Search code examples
pythonscikit-learnskopt

Optimize hyperparameters hidden_layer_size MLPClassifier with skopt


How can I optimize the number of layers and hidden layer size in a neural network using MLPClassifier from sklearn and skopt?

Usually I'd specify my space something like:

Space([Integer(name = 'alpha_2', low = 1, high = 2),
       Real(10**-5, 10**0, "log-uniform", name='alpha_2')])

( let's say hyperparameters alpha_1 and alpha_2).

With the neural network implementation in sklearn I need to tune hidden_layer_sizes which is a tuple:

 hidden_layer_sizes : tuple, length = n_layers - 2, default=(100,)
     The ith element represents the number of neurons in the ith
     hidden layer.

How can I represent this in Space?


Solution

  • If you are using gp_minimize you can include the number of hidden layers and the neurons per layer as parameters in Space. Inside the definition of the objective function you can manually create the hyperparameter hidden_layer_sizes.

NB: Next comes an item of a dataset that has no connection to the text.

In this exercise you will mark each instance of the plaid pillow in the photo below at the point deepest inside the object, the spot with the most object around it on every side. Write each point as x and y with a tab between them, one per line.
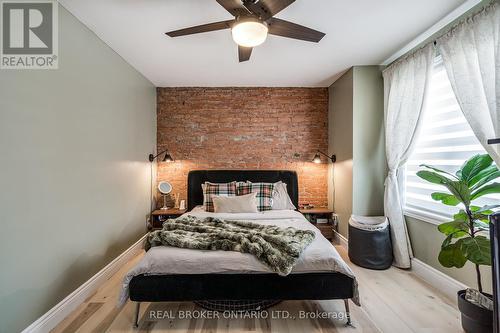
221	189
264	193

    This is an example from the scikit-optimize homepage, now using an MLPRegressor:

    import numpy as np
    from sklearn.datasets import load_boston
    from sklearn.neural_network import MLPRegressor
    from sklearn.model_selection import cross_val_score
    from skopt.space import Real, Integer, Categorical 
    from skopt.utils import use_named_args
    from skopt import gp_minimize
    
    boston = load_boston()
    X, y = boston.data, boston.target
    n_features = X.shape[1]
    
    reg = MLPRegressor(random_state=0)
    
    space=[
        Categorical(['tanh','relu'],name='activation'),
        Integer(1,4,name='n_hidden_layer'),
        Integer(200,2000,name='n_neurons_per_layer')]
    
    @use_named_args(space)
    
    def objective(**params):
        n_neurons=params['n_neurons_per_layer']
        n_layers=params['n_hidden_layer']
    
        # create the hidden layers as a tuple with length n_layers and n_neurons per layer
        params['hidden_layer_sizes']=(n_neurons,)*n_layers
    
        # the parameters are deleted to avoid an error from the MLPRegressor
        params.pop('n_neurons_per_layer')
        params.pop('n_hidden_layer')
    
        reg.set_params(**params)
    
        return -np.mean(cross_val_score(reg, X, y, cv=5, n_jobs=-1,
                                        scoring="neg_mean_absolute_error"))
    
    res_gp = gp_minimize(objective, space, n_calls=50, random_state=0)